N-(Heptyl)aminomethanesulfonic acid (2) was prepared similarly from 0.10 mol of n-heptylamine. The resulting white foamy mass was filtered off, and the filtrate was kept in air until the water evaporated completely to give white crystals. Yield 14.09 g (~67.3%). Mass spectrum (FAB), m/z (Irel, %): 128 (6) [M – SO3 – H]+, 117 (5), 116 (100) [M – SO3 – CH2 – H]+, 57 (6), 40 (9). Found, %: C 45.63; H 8.83; N 6.43; S 15.67. C8H19NO3S. Calculated, %: C 45.91; H 9.15; N 6.69; S 15.32. M 209.31.

N-(Octyl)aminomethanesulfonic acid (3) was prepared similarly from 0.10 mol of n-octylamine. Yield 13.11 g (~56.2%).

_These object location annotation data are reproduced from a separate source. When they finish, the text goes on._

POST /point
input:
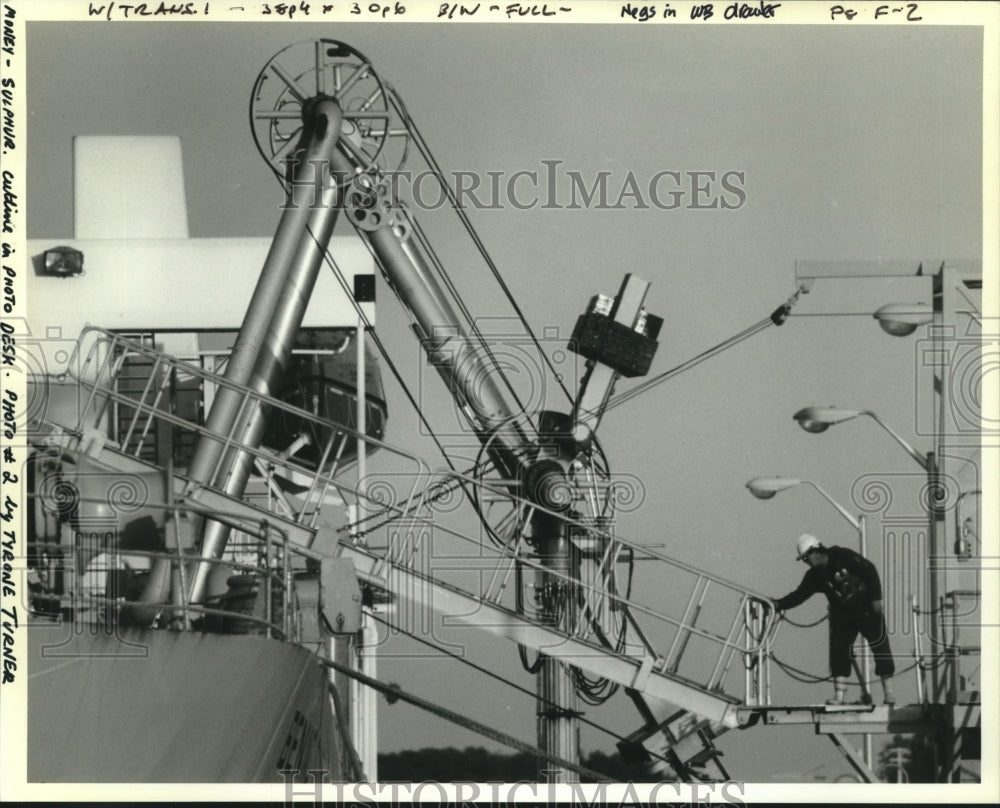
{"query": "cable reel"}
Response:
(307, 71)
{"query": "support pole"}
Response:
(558, 702)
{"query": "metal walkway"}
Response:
(683, 661)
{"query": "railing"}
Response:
(719, 620)
(103, 355)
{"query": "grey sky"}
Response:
(856, 144)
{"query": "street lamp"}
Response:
(902, 319)
(767, 488)
(819, 419)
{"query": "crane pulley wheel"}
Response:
(309, 70)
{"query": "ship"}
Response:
(227, 690)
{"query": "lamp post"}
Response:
(767, 488)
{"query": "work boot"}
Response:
(839, 690)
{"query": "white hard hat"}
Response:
(806, 543)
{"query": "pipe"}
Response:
(267, 334)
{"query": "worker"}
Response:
(854, 591)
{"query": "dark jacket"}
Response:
(848, 579)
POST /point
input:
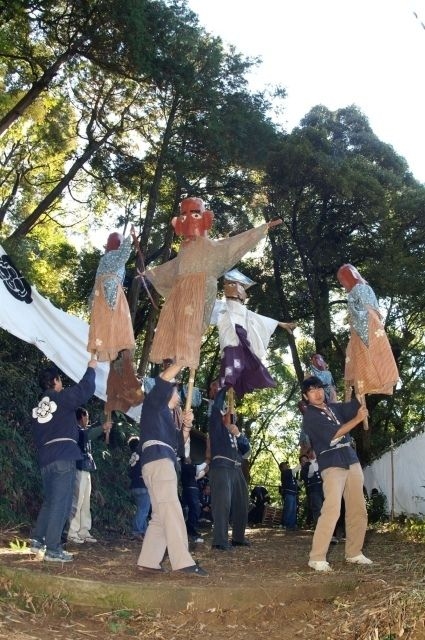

Mass spectrum (FAB), m/z (Irel, %): 142 (30) [M – SO3 – H]+, 137 (6), 136 (8), 131 (22), 130 (100) [M – SO3 – CH2 – H]+, 128 (6), 71 (6), 57 (7), 42 (6), 40 (5). Found, %: C 48.11; H 9.11; N 6.49; S 14.02. C9H21NO3S. Calculated, %: C 48.40; H 9.48; N 6.27; S 14.36. М 233.34.

N-Benzylaminomethanesulfonic acid (4) was synthesized as described in [5] using 0.05 mol of benzylamine. Yield 10.00 g (~100%), white crystals, mp 144–145°C. Mass spectrum (EI), m/z (Irel, %): 91 (100) [C7H7]+., 77 (15) [C6H5]+·, 64 (50) [SO2]+., 48 (21) [SO]+.. Found, %: C 45.90; H 5.95; N 7.20; S 15.55. C8H11NO3S. Calculated, %: C 47.75; H 5.51; N 6.96; S 15.93. М 201.25.

N-Tris(hydroxymethyl)methylammonium hydroxymethanesulfonate (5) was prepared similarly to 1 using 0.05 mol of TRIS. Yield 11.66 g (~100%), white crystals, mp 82–83°C. Mass spectrum (EI), m/z (Irel, %): 118 (12), 114 (10), 104 (14), 102 (29), 100 (36), 90 (100) [MTRIS – CH2OH]+·, 83 (21), 73 (11), 72 (11), 71 (31), 70 (35), 64 (31) [SO2]+·, 60 (60), 56 (15), 54 (13), 48 (13) [SO]+., 43 (12), 42 (70), 41 (20), 30 (54), 29 (20). Found, %: C 32.58; H 8.29; N 7.42; S 17.89. C5H15NO7S. Calculated, %: C 32.42; H 8.16; N 7.56; S 17.31. M 185.07.